MONTGOMERY COUNTY, Md. — The CROWN Act in Montgomery County is one step closer to becoming law, which would make Montgomery County the first local municipality to pass this legislation.
The bill, called the CROWN Act, would make it illegal to discriminate against employees based on their natural hair, such as braids, locks, and Afros.
On Tuesday, more than a dozen people came out to the Montgomery County Council meeting to express their support for the bill
"Oh, it's been going on for a long time, and unfortunately it has existed not only here in the United States but around the world," Wendy Greene, a law professor at Drexel University, said.
"So this is why legislation like the CROWN Act is really important so that it can redress the discrimination that is currently happening but also to prevent the biases and stereotypes that are associated with natural hairstyles," Greene said.
Montgomery County Council member Will Jawando is one of the bill sponsors, and said he’s been getting a lot of questions since he filed the bill two weeks ago.
“They don't understand why in this day and age, we're talking about hair," Jawando said. "Simply put, hair discrimination is a type of racial discrimination and prejudice that we are all committed to eradicating and exposing here in the county and across the nation. It's also something that deeply impacts individual self-esteem in their everyday decisions about how they present themselves to the world.”
Several people talked Tuesday about their own experiences with discrimination, every person having their own story.
“And it's only honestly in the past five to 10 years that I have been comfortable enough and confident enough, as somebody who is highly educated and accomplished professionally, to actually show up before you today with the hair as it grows out of my head,” one woman said about her own hair experience.

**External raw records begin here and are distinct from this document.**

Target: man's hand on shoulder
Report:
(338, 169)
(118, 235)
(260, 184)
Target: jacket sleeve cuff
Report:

Another woman talked about her son’s experience with hair discrimination.
“When your three-year-old son comes home from preschool, and while you're giving him a bath, he says 'Mom, make sure to really shampoo my hair properly and make it clean today,'” Susan Peterkin-Bishop said. "'Miss so and so of his school daycare said his hair was dirty.”
Peterkin-Bishop explained her son’s hair wasn’t dirty, but that’s the way his hair grows.
RELATED: 'Natural Hair Bill' would ban discrimination against employees who wear protective hairstyles
Jawando said they’re not pushing to be the first local municipality in the country to enact this because it’s the right thing to do, but also because of the economic impact it has on the community.
“If we're going to be who we are and who we espouse to be in Montgomery County with 36 percent of our residents are black and brown women, we need to make sure that everyone can be fully who they are and that is good for them it's good for our economy.”
If the CROWN Act becomes law and discrimination is found, Jawando said victims would receive up to a $5,000 payment.
Jawando said he hopes this bill will be made into law by the end of November.
He also said that he is hopeful similar legislation will go through on the state level.